Chapter IV Cosima #3
When Cosima arrived, there were twenty or so blue plastic chairs laid out in a semi-circle on the laminate floor.
The hum of a nearby generator lent the room a friendly reverberation.
The fragrance of orange squash hung in the air.
A group of adults, dressed in old combat trousers and paint-spattered jeans were chatting by the tea urn.
When River arrived, the atmosphere became attentive and respectful.
He stood in the centre of the semi-circle, waiting for the chairs to fill, his hands clasped loosely behind his back.
He was wearing a khaki military jacket and black tracksuit bottoms, gathered in at the ankle over muddy walking boots.
His hair hung down his back in dreadlocks.
He reminded Cosima of her aunt Fliss – routinely referred to by the Fitzmaurices as ‘our grey sheep’ and ‘the bolter’ because she wore tie-dye pantaloons and multiple piercings and never had a proper job.
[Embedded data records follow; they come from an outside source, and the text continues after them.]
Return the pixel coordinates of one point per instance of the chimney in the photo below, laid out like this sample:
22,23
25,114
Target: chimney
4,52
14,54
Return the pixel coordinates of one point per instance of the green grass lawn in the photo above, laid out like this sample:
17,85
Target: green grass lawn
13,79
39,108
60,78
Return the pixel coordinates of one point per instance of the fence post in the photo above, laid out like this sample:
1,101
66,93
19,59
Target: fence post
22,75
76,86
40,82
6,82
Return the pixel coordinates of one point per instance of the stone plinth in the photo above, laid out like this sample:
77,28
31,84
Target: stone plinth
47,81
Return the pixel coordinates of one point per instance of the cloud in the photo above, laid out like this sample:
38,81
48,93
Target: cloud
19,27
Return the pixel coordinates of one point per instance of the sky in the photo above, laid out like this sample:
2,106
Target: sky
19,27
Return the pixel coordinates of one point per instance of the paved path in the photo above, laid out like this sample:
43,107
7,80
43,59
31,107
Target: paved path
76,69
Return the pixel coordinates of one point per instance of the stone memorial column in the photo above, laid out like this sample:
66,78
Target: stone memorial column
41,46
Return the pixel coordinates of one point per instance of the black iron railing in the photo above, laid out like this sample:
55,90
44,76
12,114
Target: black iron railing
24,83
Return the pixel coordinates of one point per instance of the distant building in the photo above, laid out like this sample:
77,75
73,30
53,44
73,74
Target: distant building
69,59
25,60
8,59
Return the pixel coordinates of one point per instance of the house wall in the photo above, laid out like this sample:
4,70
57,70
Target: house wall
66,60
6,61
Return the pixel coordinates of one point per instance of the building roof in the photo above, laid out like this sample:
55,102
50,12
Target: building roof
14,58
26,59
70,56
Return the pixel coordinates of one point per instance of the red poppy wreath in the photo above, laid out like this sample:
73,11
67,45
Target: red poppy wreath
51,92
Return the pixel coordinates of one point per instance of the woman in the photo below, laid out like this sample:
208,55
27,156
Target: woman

Cosima liked Fliss because she swore and smoked pot out of the bedroom windows and talked to her like she was an adult, offering Cosima the joint to toke on as soon as she was deemed old enough, which turned out to be thirteen.
‘Way healthier than alcohol,’ Fliss used to say. ‘Trust me.’
When River started speaking, he did so with a low cadence, almost as if he were talking to himself, unaware of the rest of them.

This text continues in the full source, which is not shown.